Issue Four: Is the waiver received by the CCRA on behalf of Harry a valid and effective waiver?
 Pursuant to subsection 152(4) of the Act, the three year limitation period was to terminate on September 1, 1997 with respect to reassessment of Harry's 1993 taxation year. On August 12, 1997 the auditor wrote to Harry requesting a waiver. It was copied to his accountant. On August 20, 1997 the auditor's original letter to Harry together with a signed waiver dated August 16, 1997 was returned to the auditor. He did not verify the signature on the waiver. The signature is not Harry's but it was agreed at the hearing that it is the signature of his brother, Frank. Harry was not in the Province during this period. Frank had worked for Walloy years before and had occasionally signed employee pay cheques for Harry during that time. The accountant recalled receiving a copy of the letter requesting the waiver but he did not recall and had no notes of any discussions with Harry concerning the waiver.
 The Appellant's position is that the waiver is invalid because Harry did not sign the form, was out of the Province at the time, never received it personally and there is no evidence that he was aware of or had any knowledge of the waiver. His brother, Frank, signed for Harry but Frank had no authority to do so. Any signing authority Frank had, ended years ago. James Atkinson, auditor for the CCRA, should have checked the signature on the waiver as he had other documents in his possession to use for comparison. In Mitchell v. The Queen, 2002 FCA 407, the Federal Court of Appeal discusses waivers. The decision supports the view that in order to have an effective waiver, there must be knowledge on the part of the taxpayer. Harry had no such knowledge.
 The Respondent's position is that estoppel prevents Harry from arguing this is an invalid waiver because he is bound by Frank's signature on the waiver. Therefore the CCRA has a valid waiver and could reassess outside the period. The auditor acted appropriately in proving the waiver and it was reasonable for CCRA to place reliance on it. The requested waiver was returned several days after it was sent and there is no duty on the CCRA official to check every signature. He complied with any due diligence requirements.
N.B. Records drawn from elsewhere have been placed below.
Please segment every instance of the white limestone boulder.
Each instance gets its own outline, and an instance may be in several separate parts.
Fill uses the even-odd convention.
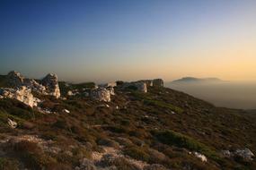
[[[60,90],[58,87],[57,76],[54,73],[49,73],[42,79],[42,84],[46,87],[47,92],[58,98]]]

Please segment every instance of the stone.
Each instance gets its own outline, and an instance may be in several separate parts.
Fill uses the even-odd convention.
[[[147,88],[146,88],[146,84],[145,82],[135,82],[132,83],[133,86],[137,87],[137,89],[138,91],[146,93],[147,92]]]
[[[49,73],[42,79],[42,84],[46,87],[47,92],[58,98],[60,97],[60,90],[56,74]]]
[[[14,121],[12,121],[11,119],[8,119],[8,124],[11,128],[15,129],[17,127],[17,123]]]
[[[145,82],[146,84],[146,87],[153,86],[153,81],[152,80],[141,80],[141,81],[138,81],[137,82]]]
[[[67,110],[67,109],[63,109],[62,111],[65,112],[65,113],[66,113],[66,114],[69,114],[69,113],[70,113],[70,111]]]
[[[231,157],[234,154],[229,150],[222,150],[222,155],[225,157]]]
[[[145,82],[141,82],[141,81],[125,82],[122,85],[122,88],[123,89],[134,89],[134,90],[144,92],[144,93],[147,92],[146,84]]]
[[[7,83],[13,88],[20,87],[23,84],[24,77],[18,72],[12,71],[7,74]]]
[[[91,98],[98,101],[105,101],[105,102],[111,101],[110,91],[106,89],[105,88],[98,88],[92,89]]]
[[[249,149],[236,149],[234,154],[249,161],[253,160],[252,157],[254,157],[254,154]]]
[[[25,86],[22,86],[17,89],[2,88],[0,89],[0,95],[4,98],[15,98],[31,107],[37,106],[38,103],[40,102],[39,98],[33,97],[31,89]]]
[[[206,156],[204,156],[199,152],[194,152],[194,155],[196,156],[196,157],[201,159],[202,162],[207,162],[207,158]]]
[[[163,87],[163,81],[162,79],[154,79],[153,86],[154,87]]]
[[[104,88],[108,88],[108,87],[112,87],[112,88],[114,88],[114,87],[116,87],[117,86],[117,82],[108,82],[108,83],[106,83],[106,84],[103,84],[103,87]]]
[[[66,95],[67,96],[74,96],[74,93],[71,90],[69,90],[69,91],[67,91]]]
[[[115,89],[113,87],[108,87],[107,89],[110,91],[110,95],[115,95]]]
[[[40,84],[33,79],[24,79],[23,85],[31,89],[32,91],[47,95],[46,87]]]

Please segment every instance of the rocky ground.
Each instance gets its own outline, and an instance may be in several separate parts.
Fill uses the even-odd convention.
[[[254,112],[136,82],[0,76],[0,169],[256,169]]]

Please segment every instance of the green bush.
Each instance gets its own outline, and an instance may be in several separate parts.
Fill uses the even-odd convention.
[[[18,162],[13,159],[6,157],[0,157],[0,169],[1,170],[18,170]]]
[[[173,145],[179,148],[188,149],[192,151],[199,151],[211,158],[217,158],[217,154],[214,150],[189,136],[171,130],[152,132],[152,133],[163,144],[170,146]]]
[[[150,158],[150,156],[145,151],[144,148],[139,148],[137,146],[127,147],[123,152],[125,155],[137,160],[147,162]]]

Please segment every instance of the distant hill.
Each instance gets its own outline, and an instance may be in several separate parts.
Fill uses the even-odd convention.
[[[172,81],[171,83],[201,83],[201,82],[221,82],[224,81],[218,78],[195,78],[195,77],[183,77]]]

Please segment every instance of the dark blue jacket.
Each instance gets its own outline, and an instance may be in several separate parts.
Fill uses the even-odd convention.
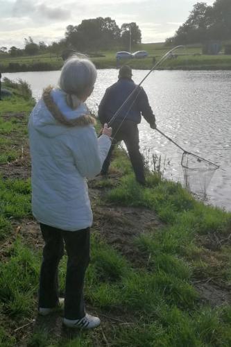
[[[99,117],[102,124],[108,122],[121,106],[132,90],[137,87],[130,78],[119,78],[109,87],[99,106]],[[139,87],[129,101],[123,106],[114,120],[126,119],[140,123],[141,115],[150,124],[155,121],[155,115],[149,105],[148,96]]]

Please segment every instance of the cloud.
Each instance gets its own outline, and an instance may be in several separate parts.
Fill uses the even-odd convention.
[[[71,17],[71,11],[62,7],[51,7],[44,3],[36,4],[29,0],[16,0],[12,8],[13,17],[32,16],[37,20],[44,19],[63,21]]]
[[[39,5],[37,10],[41,15],[45,15],[50,19],[65,20],[71,17],[71,12],[69,10],[64,10],[62,8],[49,7],[44,3]]]

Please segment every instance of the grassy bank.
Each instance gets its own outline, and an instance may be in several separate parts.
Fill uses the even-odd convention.
[[[136,48],[146,50],[148,57],[145,59],[123,60],[117,63],[114,51],[100,52],[102,57],[93,58],[92,60],[98,69],[117,68],[119,65],[128,64],[134,69],[150,69],[153,66],[153,57],[157,62],[170,48],[163,44],[143,44]],[[231,56],[219,54],[207,56],[201,54],[200,46],[185,46],[178,50],[176,58],[167,59],[160,67],[164,69],[231,69]],[[43,54],[35,56],[4,57],[0,56],[1,72],[17,72],[26,71],[51,71],[60,69],[63,64],[60,56]]]
[[[155,172],[140,187],[119,149],[108,178],[89,182],[94,222],[85,298],[102,324],[74,332],[63,328],[61,310],[37,316],[42,240],[31,211],[33,101],[19,96],[20,88],[0,101],[1,152],[8,158],[0,165],[0,346],[230,346],[231,214]],[[65,257],[61,294],[65,263]]]

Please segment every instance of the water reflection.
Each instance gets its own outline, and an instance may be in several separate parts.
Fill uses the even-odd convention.
[[[147,71],[134,70],[139,83]],[[57,85],[60,71],[4,74],[26,80],[36,99],[46,85]],[[116,69],[99,70],[88,101],[96,108],[107,87],[117,79]],[[231,210],[231,71],[153,71],[143,84],[156,115],[158,128],[180,146],[221,166],[207,193],[211,203]],[[140,145],[171,160],[169,178],[182,180],[182,152],[142,120]]]

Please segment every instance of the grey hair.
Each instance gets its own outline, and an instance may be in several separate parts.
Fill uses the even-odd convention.
[[[71,56],[61,70],[59,86],[67,94],[67,103],[76,108],[80,99],[87,90],[93,90],[97,71],[94,65],[87,59]]]

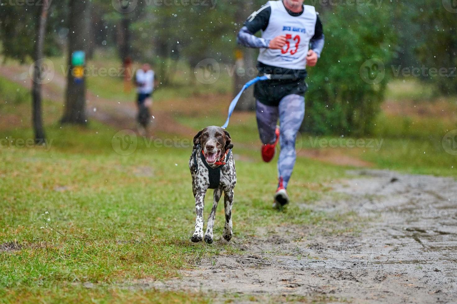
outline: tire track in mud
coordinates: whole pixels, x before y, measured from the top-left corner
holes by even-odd
[[[457,301],[457,182],[383,170],[353,173],[354,179],[333,185],[344,198],[303,207],[355,212],[360,234],[290,226],[260,227],[260,237],[237,239],[235,227],[233,246],[244,254],[202,259],[180,278],[122,286],[204,291],[216,302],[233,294],[240,302],[249,302],[250,295],[265,300]]]

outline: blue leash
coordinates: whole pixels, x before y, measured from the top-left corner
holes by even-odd
[[[271,77],[269,75],[265,74],[263,76],[257,76],[252,80],[248,81],[246,84],[243,86],[243,88],[242,88],[241,90],[239,93],[238,93],[238,95],[236,95],[236,97],[235,97],[235,98],[234,98],[233,100],[232,101],[232,102],[230,104],[230,106],[228,107],[228,116],[227,117],[227,120],[225,121],[225,123],[224,124],[224,125],[222,126],[223,128],[224,129],[226,129],[228,126],[228,121],[230,120],[230,117],[232,116],[232,113],[233,113],[233,110],[235,109],[235,107],[236,106],[236,104],[238,102],[239,98],[241,97],[241,94],[243,93],[243,92],[244,92],[244,90],[248,88],[255,82],[271,79]]]

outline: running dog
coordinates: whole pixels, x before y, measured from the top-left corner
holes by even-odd
[[[231,153],[232,148],[233,144],[230,134],[220,127],[207,127],[194,137],[193,149],[189,161],[197,213],[195,232],[191,238],[194,242],[203,239],[204,200],[208,189],[214,190],[214,201],[213,209],[208,217],[205,242],[208,244],[213,242],[213,227],[216,210],[223,191],[225,225],[222,236],[228,241],[232,238],[232,206],[234,188],[236,184],[235,161]]]

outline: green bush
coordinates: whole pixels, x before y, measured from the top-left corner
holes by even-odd
[[[304,131],[356,135],[371,132],[393,52],[392,8],[338,6],[321,16],[325,46],[317,66],[308,69]]]

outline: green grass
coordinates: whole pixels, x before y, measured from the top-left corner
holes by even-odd
[[[14,101],[18,92],[27,95],[18,86],[2,81],[8,85],[2,87],[6,101]],[[27,117],[30,105],[21,102],[24,112],[16,114]],[[60,113],[48,109],[55,106],[45,103],[45,112],[54,122]],[[187,165],[190,148],[148,147],[139,138],[135,152],[122,156],[112,145],[117,131],[96,122],[87,128],[51,122],[46,131],[51,144],[46,148],[19,148],[14,143],[0,148],[0,246],[14,244],[19,249],[0,251],[1,301],[207,301],[207,295],[200,294],[122,287],[137,278],[175,276],[179,269],[192,267],[203,257],[240,253],[229,244],[195,245],[189,240],[195,221]],[[232,132],[236,137],[242,131]],[[28,127],[6,126],[0,130],[0,138],[32,136]],[[272,210],[276,165],[261,164],[257,153],[241,145],[234,153],[253,156],[237,161],[234,238],[242,242],[256,233],[257,226],[292,222],[327,227],[335,222],[324,212],[297,205],[282,213]],[[317,199],[327,190],[322,184],[344,176],[345,170],[299,159],[290,187],[292,199]],[[206,216],[211,196],[207,196]],[[223,218],[220,207],[216,239],[222,234]],[[86,288],[88,283],[94,285]]]
[[[185,80],[182,77],[177,76],[177,83]],[[223,82],[223,77],[211,89],[214,91],[203,85],[164,88],[162,93],[158,90],[155,98],[166,103],[167,98],[194,93],[223,93],[227,88]],[[122,95],[119,79],[93,77],[89,83],[92,93],[101,97],[115,95],[131,100],[130,95]],[[27,91],[0,77],[0,117],[12,115],[7,117],[26,122],[19,126],[0,125],[0,139],[31,138]],[[0,302],[209,301],[208,295],[201,293],[125,288],[132,280],[175,276],[179,269],[192,267],[203,257],[241,254],[230,244],[194,244],[189,240],[195,221],[188,168],[190,147],[148,146],[138,138],[134,152],[121,155],[112,145],[116,130],[95,121],[87,128],[61,127],[56,122],[61,105],[45,101],[44,106],[49,147],[19,148],[13,144],[0,148],[0,246],[12,243],[19,247],[0,251]],[[220,123],[225,114],[221,111],[211,116],[178,115],[176,119],[198,129]],[[379,151],[343,148],[338,151],[372,162],[377,168],[457,176],[452,167],[457,165],[455,156],[446,153],[441,144],[446,130],[453,128],[452,122],[387,115],[378,119],[372,137],[384,139]],[[352,229],[353,225],[341,225],[356,221],[350,214],[331,216],[298,204],[282,212],[272,210],[276,166],[260,160],[254,115],[235,113],[229,131],[238,158],[234,239],[242,242],[252,237],[258,226],[292,223],[329,227],[326,233],[334,234]],[[157,136],[164,139],[174,134]],[[318,149],[312,146],[307,134],[301,137],[301,147]],[[347,169],[299,158],[289,188],[292,200],[306,203],[319,199],[329,193],[325,185],[345,177]],[[211,194],[207,196],[206,216]],[[223,208],[218,209],[216,239],[223,227]]]

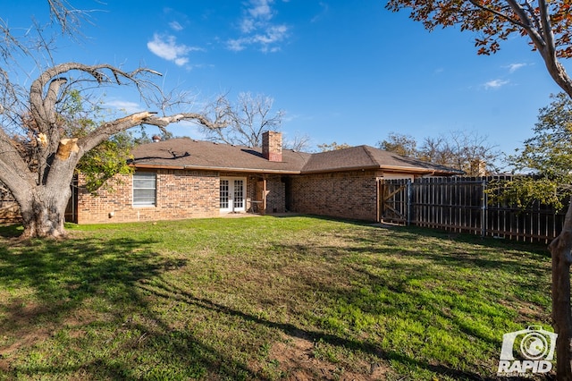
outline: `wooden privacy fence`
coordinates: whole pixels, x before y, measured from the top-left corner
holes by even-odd
[[[380,180],[381,222],[471,233],[517,241],[548,242],[560,232],[565,209],[534,203],[520,209],[489,202],[491,177],[427,177]]]

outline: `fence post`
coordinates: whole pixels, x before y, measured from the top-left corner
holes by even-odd
[[[407,182],[407,192],[408,192],[408,196],[407,196],[408,197],[408,202],[407,202],[407,205],[408,205],[407,220],[408,220],[408,222],[407,222],[407,225],[408,226],[411,224],[411,199],[412,199],[411,191],[412,191],[411,190],[411,179],[408,179],[408,182]]]
[[[487,181],[486,178],[483,179],[483,182],[482,182],[482,191],[483,191],[483,202],[481,205],[481,236],[483,238],[486,237],[486,231],[487,231],[487,225],[488,225],[488,221],[487,221],[487,207],[488,207],[488,198],[487,198],[487,193],[486,193],[486,184],[487,184]]]

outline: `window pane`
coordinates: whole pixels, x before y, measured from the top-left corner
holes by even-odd
[[[156,204],[156,174],[139,173],[133,174],[133,206],[154,207]]]
[[[229,181],[221,180],[221,209],[229,207]]]

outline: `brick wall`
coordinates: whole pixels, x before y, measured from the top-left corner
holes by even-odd
[[[92,196],[80,187],[78,224],[154,221],[219,216],[219,176],[215,172],[156,171],[156,206],[133,207],[132,176],[121,176],[114,191]],[[81,180],[80,180],[81,183]]]
[[[374,171],[295,176],[290,193],[293,212],[377,219],[377,174]]]
[[[266,214],[286,211],[286,187],[282,176],[266,179]]]

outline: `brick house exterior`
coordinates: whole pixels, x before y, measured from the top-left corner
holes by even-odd
[[[368,146],[317,154],[282,149],[282,134],[273,131],[263,135],[262,149],[184,138],[139,146],[133,157],[135,174],[122,176],[112,192],[93,196],[80,178],[75,222],[288,211],[376,221],[379,179],[459,174]]]

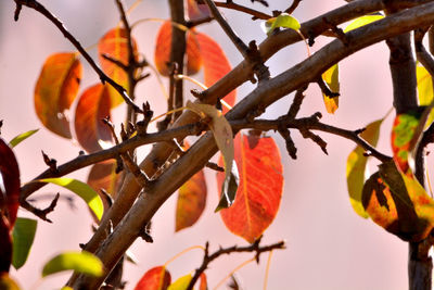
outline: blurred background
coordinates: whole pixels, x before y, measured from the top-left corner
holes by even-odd
[[[248,0],[238,3],[253,7],[271,13],[272,10],[284,10],[292,1],[268,1],[270,7],[264,8]],[[63,21],[69,31],[84,47],[98,42],[118,20],[114,1],[107,0],[43,0],[51,12]],[[131,5],[133,1],[126,1]],[[345,4],[342,0],[315,1],[304,0],[294,13],[299,22],[308,21],[333,8]],[[13,21],[14,1],[0,1],[0,119],[4,121],[2,138],[11,140],[14,136],[35,128],[41,128],[35,136],[14,149],[21,169],[22,182],[31,180],[46,169],[40,151],[62,164],[78,154],[80,148],[69,140],[54,136],[44,129],[37,119],[34,110],[33,91],[36,79],[47,56],[60,51],[74,51],[72,45],[44,17],[33,10],[24,8],[18,22]],[[251,21],[248,15],[229,10],[225,13],[233,29],[245,42],[255,39],[260,42],[266,35],[260,29],[260,22]],[[167,1],[143,0],[131,12],[129,18],[136,22],[141,18],[169,15]],[[139,50],[153,61],[154,41],[161,23],[146,22],[137,26],[133,36]],[[216,24],[205,24],[199,28],[216,39],[226,51],[234,66],[242,56],[231,41]],[[328,38],[318,38],[312,53]],[[97,59],[97,50],[90,49]],[[297,43],[276,54],[267,62],[272,76],[288,70],[306,58],[306,48]],[[84,62],[85,63],[85,62]],[[328,115],[322,103],[319,88],[314,84],[306,91],[306,100],[298,116],[309,116],[315,112],[323,113],[322,121],[328,124],[348,129],[361,128],[368,123],[383,117],[392,106],[392,87],[387,68],[388,53],[384,42],[360,51],[340,63],[341,99],[340,109],[334,115]],[[202,75],[195,76],[203,79]],[[98,76],[85,63],[81,91],[98,83]],[[245,84],[238,90],[238,99],[242,99],[255,88]],[[189,91],[189,86],[186,88]],[[138,91],[138,103],[149,101],[156,114],[166,109],[166,101],[154,77],[142,81]],[[292,102],[288,96],[270,106],[263,117],[275,118],[286,113]],[[73,110],[75,104],[73,104]],[[115,122],[124,119],[125,105],[113,113]],[[383,124],[380,137],[380,150],[391,154],[388,138],[392,116]],[[153,128],[151,128],[153,130]],[[353,289],[382,290],[407,289],[407,243],[374,225],[362,219],[352,209],[346,188],[346,157],[355,148],[349,140],[319,133],[328,141],[329,155],[320,148],[305,140],[298,133],[293,133],[298,149],[298,159],[288,156],[284,141],[276,137],[281,150],[284,166],[284,190],[280,211],[265,231],[265,243],[273,243],[284,239],[288,249],[273,252],[268,289]],[[141,160],[149,148],[139,150]],[[429,168],[432,162],[429,161]],[[375,162],[370,164],[375,169]],[[89,168],[76,172],[71,177],[86,180]],[[214,214],[217,204],[217,187],[215,172],[205,169],[208,200],[204,215],[192,228],[175,234],[174,194],[153,218],[152,237],[154,243],[137,240],[131,252],[139,263],[126,264],[124,279],[128,281],[126,289],[133,289],[140,277],[151,267],[162,265],[175,254],[188,247],[210,242],[210,250],[219,245],[245,245],[246,242],[230,234],[222,224],[219,214]],[[33,198],[53,196],[60,191],[63,197],[72,193],[59,187],[46,186]],[[49,201],[37,203],[44,206]],[[78,243],[86,243],[91,236],[92,219],[86,204],[75,198],[74,209],[62,200],[55,211],[50,214],[52,224],[38,222],[35,244],[27,263],[12,276],[23,289],[60,289],[69,274],[58,275],[40,281],[36,288],[42,265],[53,255],[67,250],[79,250]],[[34,217],[21,210],[18,216]],[[210,264],[206,272],[209,289],[213,289],[229,272],[251,259],[252,254],[232,254],[224,256]],[[251,263],[238,272],[243,289],[263,289],[267,256],[261,256],[259,265]],[[168,265],[173,280],[194,270],[202,262],[200,250],[191,251]],[[225,286],[226,287],[226,286]],[[221,289],[225,289],[222,287]]]

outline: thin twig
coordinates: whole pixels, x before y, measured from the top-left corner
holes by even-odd
[[[49,21],[51,21],[61,33],[65,36],[66,39],[71,41],[71,43],[81,53],[81,55],[86,59],[86,61],[92,66],[93,71],[100,76],[101,83],[108,83],[119,94],[124,98],[125,102],[135,110],[137,113],[141,113],[141,109],[132,102],[129,98],[126,89],[110,78],[92,60],[86,49],[80,45],[80,42],[66,29],[63,23],[54,16],[50,11],[48,11],[41,3],[36,0],[14,0],[16,5],[25,5],[38,11],[40,14],[46,16]]]
[[[202,265],[195,270],[193,278],[191,279],[189,286],[187,287],[187,290],[193,289],[194,283],[201,277],[201,274],[205,272],[205,269],[208,267],[208,265],[214,260],[218,259],[221,255],[229,255],[231,253],[255,252],[256,253],[255,254],[255,260],[256,260],[257,263],[259,263],[259,256],[260,256],[261,253],[270,252],[272,250],[278,250],[278,249],[279,250],[286,249],[284,241],[280,241],[280,242],[277,242],[277,243],[273,243],[273,244],[269,244],[269,245],[264,245],[264,247],[260,247],[259,243],[260,243],[260,238],[257,239],[251,245],[246,245],[246,247],[233,245],[233,247],[230,247],[230,248],[220,248],[219,250],[217,250],[213,254],[208,254],[209,243],[206,242]]]

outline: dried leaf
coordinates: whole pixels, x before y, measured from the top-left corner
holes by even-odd
[[[142,276],[135,290],[166,290],[170,280],[170,273],[164,266],[153,267]]]
[[[102,119],[110,116],[111,98],[107,85],[98,84],[80,96],[75,111],[77,141],[88,152],[103,149],[101,141],[111,141],[112,134]]]
[[[49,130],[71,138],[69,121],[65,111],[78,93],[82,67],[74,52],[49,56],[42,66],[35,88],[35,110]]]
[[[369,124],[365,131],[360,134],[372,147],[376,146],[380,137],[380,127],[384,118],[378,119]],[[354,211],[361,217],[367,218],[369,215],[361,204],[361,197],[365,184],[365,172],[367,171],[368,157],[363,155],[365,149],[357,146],[352,153],[349,153],[346,162],[346,184],[348,187],[349,201]]]
[[[135,39],[132,39],[132,49],[135,52],[135,58],[137,58],[138,52]],[[127,30],[122,27],[116,27],[108,30],[98,43],[98,53],[101,68],[104,71],[104,73],[114,81],[123,86],[128,92],[128,74],[122,67],[102,56],[103,54],[106,54],[110,58],[119,61],[124,65],[128,65],[129,53]],[[108,93],[111,96],[112,108],[115,108],[124,102],[123,97],[112,86],[108,87]]]
[[[252,138],[256,140],[250,141]],[[250,143],[255,142],[256,147],[251,148]],[[268,137],[239,135],[234,146],[240,186],[232,206],[220,214],[230,231],[254,242],[279,211],[283,189],[281,155],[275,140]],[[222,174],[217,173],[218,187],[222,180]]]
[[[184,143],[188,148],[188,144]],[[191,227],[201,217],[206,204],[206,180],[203,171],[193,175],[178,190],[175,231]]]
[[[226,117],[215,106],[187,102],[187,108],[199,115],[210,117],[209,128],[214,134],[217,147],[224,155],[225,180],[221,185],[220,202],[216,212],[229,207],[235,199],[238,188],[238,169],[233,162],[233,133]]]

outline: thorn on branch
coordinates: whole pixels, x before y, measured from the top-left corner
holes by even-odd
[[[299,129],[299,133],[302,134],[303,138],[310,139],[316,142],[321,148],[322,152],[324,152],[326,155],[329,155],[329,152],[327,152],[327,142],[322,140],[321,137],[307,129]]]
[[[220,172],[220,173],[225,172],[225,168],[224,168],[224,167],[218,166],[217,163],[214,163],[214,162],[210,162],[210,161],[208,161],[208,162],[205,164],[205,167],[208,167],[208,168],[210,168],[210,169],[213,169],[213,171]]]
[[[139,234],[139,237],[142,238],[145,242],[153,243],[154,239],[151,236],[151,222],[144,225],[142,231]]]
[[[49,219],[47,217],[47,215],[49,213],[51,213],[52,211],[54,211],[55,205],[58,205],[58,201],[59,201],[60,197],[61,197],[61,194],[58,192],[58,194],[55,194],[54,199],[51,201],[50,205],[43,210],[35,207],[27,201],[21,201],[20,205],[23,206],[24,209],[26,209],[27,211],[29,211],[30,213],[33,213],[34,215],[38,216],[42,220],[46,220],[48,223],[53,223],[53,222],[51,222],[51,219]]]
[[[348,46],[349,45],[349,39],[348,37],[345,35],[344,30],[342,30],[341,28],[339,28],[335,24],[333,24],[332,22],[330,22],[327,17],[322,17],[322,22],[327,25],[327,27],[329,27],[329,29],[333,33],[333,36],[336,37],[339,40],[342,41],[342,43],[344,43],[344,46]]]
[[[318,77],[316,81],[317,81],[319,88],[321,89],[322,93],[326,94],[327,97],[336,98],[336,97],[341,96],[339,92],[331,91],[331,89],[326,84],[326,81],[322,79],[322,77]]]
[[[47,164],[47,166],[50,167],[50,172],[52,174],[59,174],[59,169],[58,169],[58,161],[55,159],[50,159],[42,150],[42,157],[43,157],[43,162]]]

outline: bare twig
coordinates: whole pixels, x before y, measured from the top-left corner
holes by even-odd
[[[286,249],[284,241],[280,241],[280,242],[273,243],[273,244],[263,245],[261,247],[261,245],[259,245],[260,239],[261,238],[257,239],[254,243],[252,243],[251,245],[246,245],[246,247],[233,245],[233,247],[230,247],[230,248],[220,248],[219,250],[217,250],[216,252],[214,252],[212,254],[208,253],[209,243],[206,242],[202,265],[194,272],[194,276],[191,279],[189,286],[187,287],[187,290],[193,289],[195,282],[201,277],[201,274],[206,270],[208,265],[214,260],[218,259],[221,255],[229,255],[229,254],[232,254],[232,253],[245,253],[245,252],[251,253],[251,252],[255,252],[256,253],[255,254],[256,262],[259,263],[259,256],[260,256],[261,253],[269,252],[269,251],[272,251],[272,250]]]
[[[48,11],[41,3],[36,0],[14,0],[17,7],[25,5],[38,11],[40,14],[46,16],[49,21],[51,21],[61,33],[65,36],[66,39],[69,40],[71,43],[81,53],[81,55],[88,61],[90,66],[92,66],[93,71],[100,76],[101,81],[108,83],[119,94],[124,98],[125,102],[135,110],[135,112],[141,113],[141,109],[132,102],[129,98],[126,89],[110,78],[92,60],[89,53],[85,50],[85,48],[80,45],[80,42],[66,29],[63,23],[54,16],[50,11]],[[17,17],[16,17],[17,18]]]

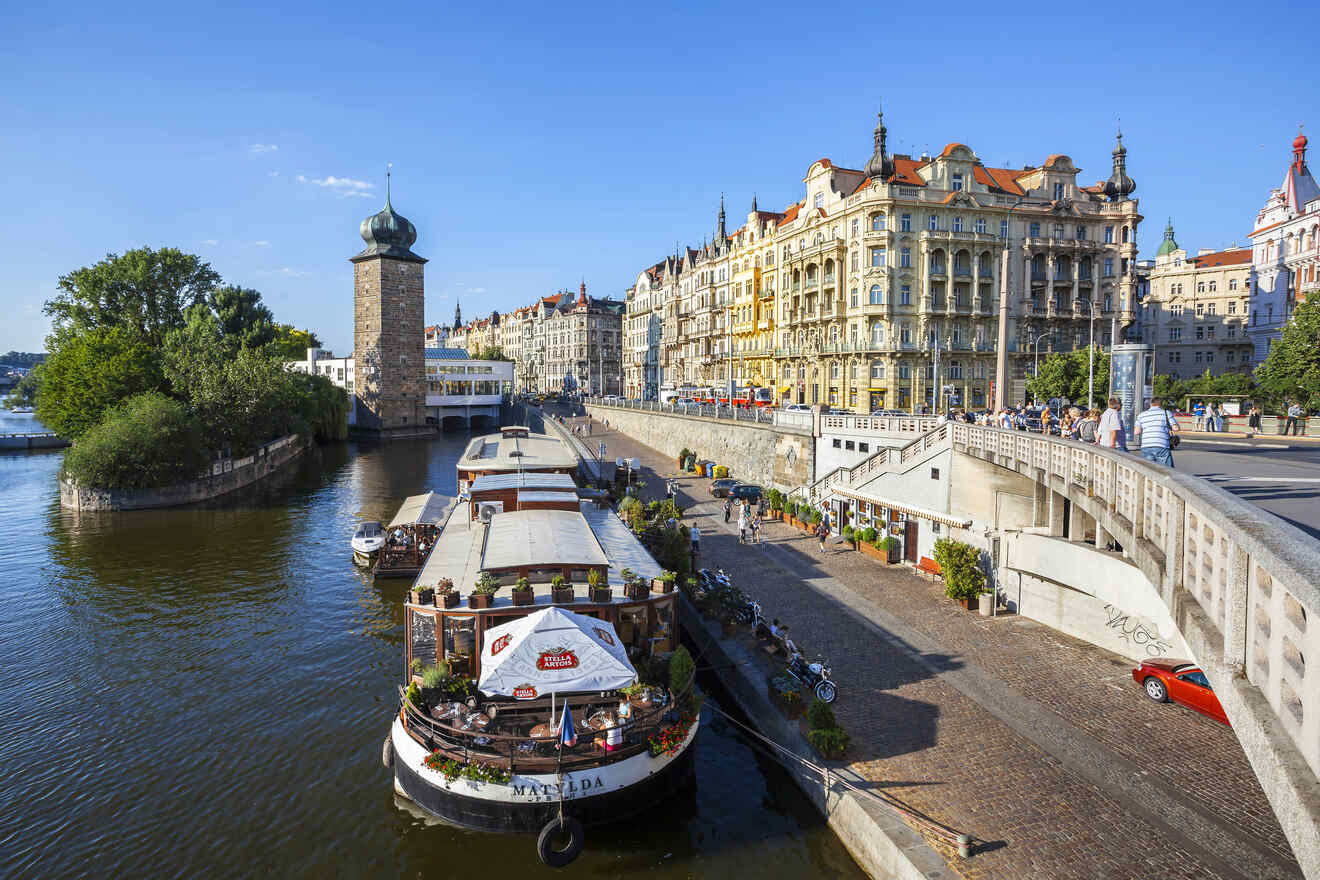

 Based on my disposition of the first three issues, there is no requirement for an analysis and decision in respect to the waiver issue. However, I would like to provide a few short comments in respect to the arguments of the Appellants' and Respondent's counsel. The Mitchell case referred to by both counsel while providing a review of waivers generally, concentrates on the information contained in the waiver and whether certain letters amounted to an effective waiver. The issue in this case focuses on the signature on the waiver and not the information contained in the form. Consequently, I did not find the Mitchell case particularly helpful.
 A waiver is a consensual arrangement between the taxpayer and the Crown to delay the process of assessment and enable the parties to negotiate a determination of potential liability. The form itself (Tab 32 of Exhibit A-1) contains a paragraph which states:
This waiver must be signed by the taxpayer or legal representative...
 The facts disclosed that Harry did not sign the waiver and that, not only was his brother Frank not his representative, he was certainly not his representative, legal or otherwise.
 Atkinson's actions were reasonable in the circumstances when he accepted the signed waiver without any further investigation. As I see it however, this does not make a waiver valid when the form specifically calls for a taxpayer or a legal representative to sign the waiver.
 The appeals are allowed, with costs, and the assessments are referred back to the Minister for reconsideration and reassessment on the basis that the first and second Reassessments for the 1993 taxation year be vacated.
Signed at Ottawa, Canada, this 4th day of April 2003.